Che l’invito sia partito dalla residenza di Los Pinos, e non dalla Trump Tower, mette il candidato repubblicano in una posizione favorevole: potrà sempre dire che ha accettato l’invito di un capo di stato che sarebbe stato scortese e irrituale rifiutare, una buona ragione per un candidato poco avvezzo alla diplomazia. Quando il Regno Unito decideva di abbandonare l’Unione europea lui su un campo da golf della Scozia alternava espressioni di soddisfazione politica a dettagliate illustrazioni delle lussuose virtù del suo resort. Al confronto, la missione messicana è l’apoteosi della professionalità.
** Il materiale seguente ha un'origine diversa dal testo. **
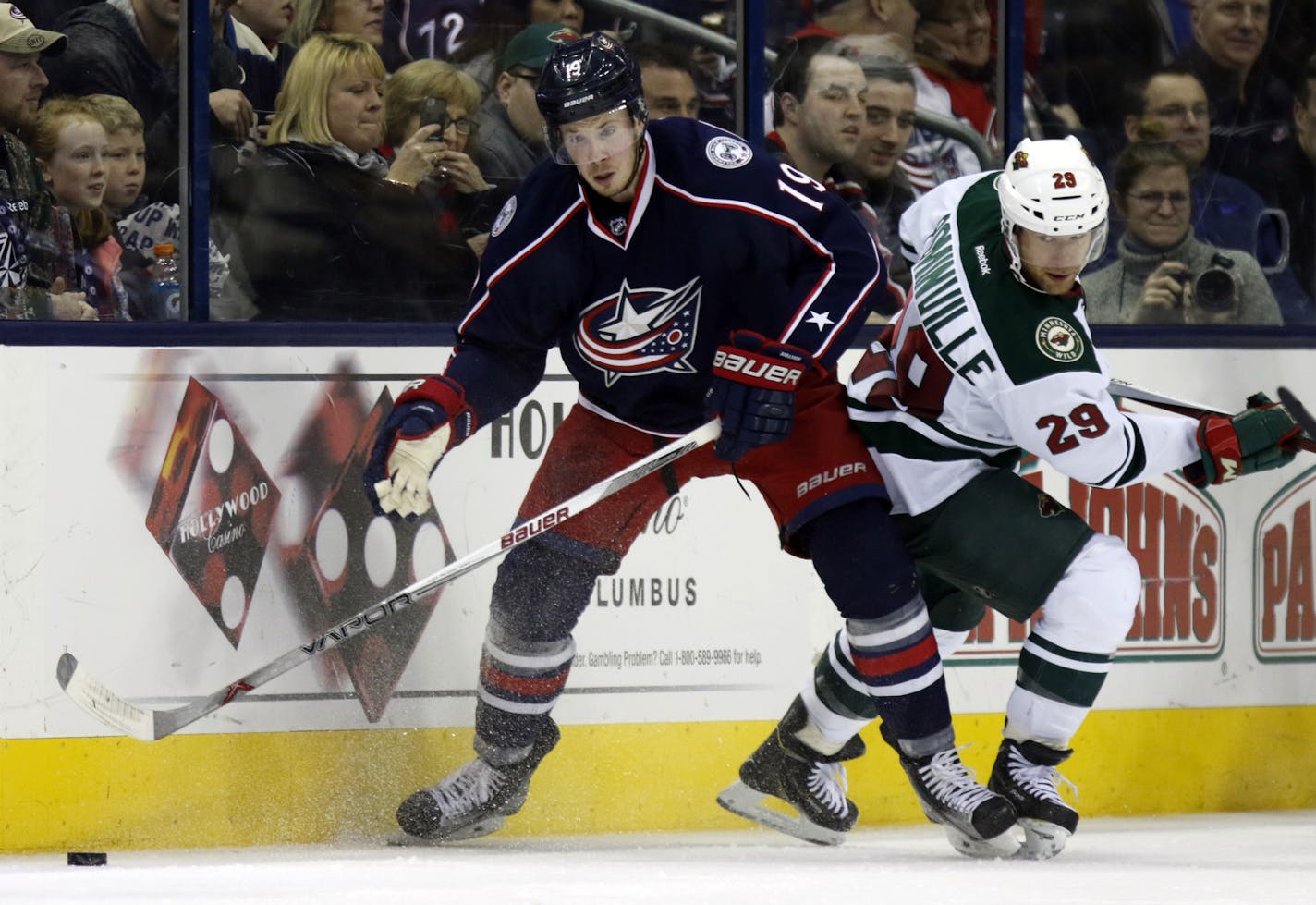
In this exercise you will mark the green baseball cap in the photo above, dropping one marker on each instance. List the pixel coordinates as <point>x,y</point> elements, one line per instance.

Il messaggio politico che esce dall’operazione è assai più ambiguo, ma l’equivoco è un filo importante di quella trama confusa che è il trumpismo. Se il rischio di una un’apertura al dialogo è deludere la base che ribolle di sentimenti anti immigrazione e giudica il Messico la grande porta attraverso cui tutti i mali del mondo entreranno negli Stati Uniti, l’opportunità per Trump è rivendersi come leader pragmatico in grado di coniugare promesse e realtà.